Month 16November 4th, 2013
There is a numbness that comes from 16 months into this journey; at least for me. For someone else that numbness may start earlier, or it may never happen at all.
The last 2 weeks, I’ve been contemplating a post about this feeling of calm I’ve arrived to. I thought I was getting a handle on my emotions. Starting to accept reality and come to terms with fate. I thought I had finally reached a point in which I was content enough with what I had, to accept that I may never get more. I thought that this was the point at which it all changed; where I spent more time feeling grounded and less time feeling out of control.
Only, I think my brain is just getting a bit better at lying to itself.
It could be that we moved in the midst of what would be “go” week, and then 4 days after we moved, I immediately left on a week long business trip, only to arrive home to all the things that come with just having moved. I guess you could say I was properly distracted, only I took that moment of respite from my brain and I ran with it. Sometimes, you just need a break, even if it’s from yourself.
However, I realize now that this calm that I thought I was feeling is in fact, more a numb.
It’s a numb because to me, calm is positive and numb is just, numb. It’s not really negative, it’s just, neutral with a chance of negativity.
So now, I don’t know what I’m feeling. I thought I’d reached a point of acceptance where things would be clearer and easier. I actually for a while there, thought that “destiny” had intervened and despite causing pain, had shown me what I actually wanted. I thought maybe, just maybe, this was all the universes elaborate way to make me feel confident that we’re a 1 child family. I wasn’t happy about the process, but I was starting to accept the reality.
Only, that wasn’t the case at all.
Maybe it’s because I want so bad to stop feeling the ways that I do. Maybe it’s because my brain is desperately trying to build a wall around my heart so it doesn’t have to keep taking a beating.
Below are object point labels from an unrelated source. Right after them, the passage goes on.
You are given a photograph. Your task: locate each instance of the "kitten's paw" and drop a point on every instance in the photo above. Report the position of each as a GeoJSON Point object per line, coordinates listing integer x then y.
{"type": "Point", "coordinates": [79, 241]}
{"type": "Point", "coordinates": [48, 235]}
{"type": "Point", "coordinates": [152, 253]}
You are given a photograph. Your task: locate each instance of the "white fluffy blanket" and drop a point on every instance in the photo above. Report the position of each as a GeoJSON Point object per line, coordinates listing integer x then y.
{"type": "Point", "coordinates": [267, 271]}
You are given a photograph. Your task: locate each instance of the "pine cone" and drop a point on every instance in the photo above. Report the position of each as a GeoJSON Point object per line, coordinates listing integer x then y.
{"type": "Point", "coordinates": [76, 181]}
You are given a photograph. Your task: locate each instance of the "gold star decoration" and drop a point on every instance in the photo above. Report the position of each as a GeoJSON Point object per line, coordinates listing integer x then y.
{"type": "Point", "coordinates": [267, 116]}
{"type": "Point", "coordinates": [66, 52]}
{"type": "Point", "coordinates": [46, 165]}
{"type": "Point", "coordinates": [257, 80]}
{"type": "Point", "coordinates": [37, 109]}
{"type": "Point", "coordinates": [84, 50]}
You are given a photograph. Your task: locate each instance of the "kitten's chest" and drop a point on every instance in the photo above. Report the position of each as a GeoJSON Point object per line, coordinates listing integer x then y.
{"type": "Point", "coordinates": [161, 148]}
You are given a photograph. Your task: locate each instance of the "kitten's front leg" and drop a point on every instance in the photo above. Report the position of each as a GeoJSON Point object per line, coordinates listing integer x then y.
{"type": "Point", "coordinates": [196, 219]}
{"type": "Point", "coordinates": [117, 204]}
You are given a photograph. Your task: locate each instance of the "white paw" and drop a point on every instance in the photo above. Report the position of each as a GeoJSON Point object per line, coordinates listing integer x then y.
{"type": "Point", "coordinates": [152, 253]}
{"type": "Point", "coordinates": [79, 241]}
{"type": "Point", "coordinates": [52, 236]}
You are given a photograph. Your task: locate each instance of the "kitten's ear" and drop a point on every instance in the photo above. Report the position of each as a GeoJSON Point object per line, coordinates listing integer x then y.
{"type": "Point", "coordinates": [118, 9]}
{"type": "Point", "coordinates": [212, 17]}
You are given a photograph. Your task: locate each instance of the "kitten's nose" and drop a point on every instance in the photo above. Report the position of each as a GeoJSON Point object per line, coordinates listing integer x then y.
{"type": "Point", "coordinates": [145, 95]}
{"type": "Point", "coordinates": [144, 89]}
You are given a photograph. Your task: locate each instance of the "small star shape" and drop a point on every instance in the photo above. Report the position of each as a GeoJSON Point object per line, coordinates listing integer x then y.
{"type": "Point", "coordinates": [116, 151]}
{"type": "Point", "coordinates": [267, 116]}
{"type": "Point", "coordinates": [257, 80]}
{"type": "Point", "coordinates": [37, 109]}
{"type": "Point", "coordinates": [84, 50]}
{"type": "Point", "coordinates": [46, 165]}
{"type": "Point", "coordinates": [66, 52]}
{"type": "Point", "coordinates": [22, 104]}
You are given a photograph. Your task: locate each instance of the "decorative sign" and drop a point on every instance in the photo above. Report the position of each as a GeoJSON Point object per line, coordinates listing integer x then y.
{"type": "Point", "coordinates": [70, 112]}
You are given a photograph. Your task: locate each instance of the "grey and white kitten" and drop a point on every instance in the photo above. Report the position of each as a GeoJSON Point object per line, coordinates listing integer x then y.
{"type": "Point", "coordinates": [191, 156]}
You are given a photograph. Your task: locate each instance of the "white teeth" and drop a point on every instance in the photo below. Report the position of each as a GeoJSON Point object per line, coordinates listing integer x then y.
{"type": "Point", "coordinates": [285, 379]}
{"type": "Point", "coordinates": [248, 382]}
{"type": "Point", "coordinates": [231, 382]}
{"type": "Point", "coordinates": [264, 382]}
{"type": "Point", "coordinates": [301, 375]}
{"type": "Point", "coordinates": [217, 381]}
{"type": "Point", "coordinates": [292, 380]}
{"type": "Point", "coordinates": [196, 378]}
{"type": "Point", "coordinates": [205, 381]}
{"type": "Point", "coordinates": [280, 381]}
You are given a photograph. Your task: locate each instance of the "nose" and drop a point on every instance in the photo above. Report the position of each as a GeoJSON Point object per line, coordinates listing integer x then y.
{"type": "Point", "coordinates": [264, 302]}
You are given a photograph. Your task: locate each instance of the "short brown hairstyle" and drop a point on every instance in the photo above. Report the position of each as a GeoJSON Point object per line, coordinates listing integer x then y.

Or maybe it’s just that 16 months is a long time to watch the world go by, to feel the sting of everyone else’s success, to wait and wonder.
I’ve watched people decide to grow their families, get pregnant then have a whole human being who is now rolling over since we started. I have watched a friend who struggled along with me finally make it, and we’re waiting on her bundle to join the world any time now. I’ve watched people have a baby, birth it, and be pregnant with another in this time. I’ve watched a lot of life be created these last 16 months and to be honest, I’m tired of watching without participating. I’d like to get off the bench now, and if I’m not going to play, I’d like to sort out how I can just go home and avoid watching the game.
Numbness isn’t the same as calm, because it allows ugliness to creep in.